[p5sagit/p5-mst-13.2.git] / lib / legacy.pm

package legacy;

our $VERSION = '1.00';

$unicode8bit::hint_not_uni8bit = 0x00000800;

my %legacy_bundle = (
    "5.10" => [qw(unicode8bit)],
    "5.11" => [qw(unicode8bit)],
);

my %legacy = ( 'unicode8bit' => '0' );

=head1 NAME

legacy - Perl pragma to preserve legacy behaviors or enable new non-default behaviors

=head1 SYNOPSIS

 use legacy ':5.10'; # Keeps semantics the same as in perl 5.10

 use legacy qw(unicode8bit);

 no legacy;

 no legacy qw(unicode8bit);

=head1 DESCRIPTION

Some programs may rely on behaviors that for others are problematic or
even wrong.  A new version of Perl may change behaviors from past ones,
and when it is viewed that the old way of doing things may be required
to still be supported, the new behavior will be able to be turned off by using
this pragma.

Additionally, a new behavior may be supported in a new version of Perl, but
for whatever reason the default remains the old one.  This pragma can enable
the new behavior.

Like other pragmas (C<use feature>, for example), C<use legacy qw(foo)> will
only make the legacy behavior for "foo" available from that point to the end of
the enclosing block.

=head2 B<use legacy>

Preserve the old way of doing things when a new version of Perl is
released that would otherwise change the behavior.

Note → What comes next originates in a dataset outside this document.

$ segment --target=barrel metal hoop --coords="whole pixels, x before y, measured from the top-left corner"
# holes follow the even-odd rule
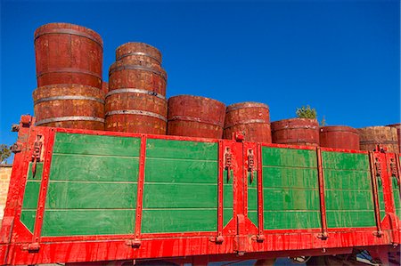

The one current possibility is:

=head3 unicode8bit

THIS IS SUBJECT TO CHANGE

Use legacy semantics for the 128 characters on ASCII systems that have the 8th
bit set.  (See L</EBCDIC platforms> below for EBCDIC systems.)  Unless
C<S<use locale>> is specified, or the scalar containing such a character is
known by Perl to be encoded in UTF8, the semantics are essentially that the
characters have an ordinal number, and that's it.  They are caseless, and
aren't anything: they're not controls, not letters, not punctuation, ..., not
anything.

This behavior stems from when Perl did not support Unicode, and ASCII was the
only known character set outside of C<S<use locale>>.  In order to not
possibly break pre_Unicode programs, these characters have retained their old
non-meanings, except when it is clear to Perl that Unicode is what is meant,
for example by calling utf8::upgrade() on a scalar, or if the scalar also
contains characters that are only available in Unicode.  Then these 128
characters take on their Unicode meanings.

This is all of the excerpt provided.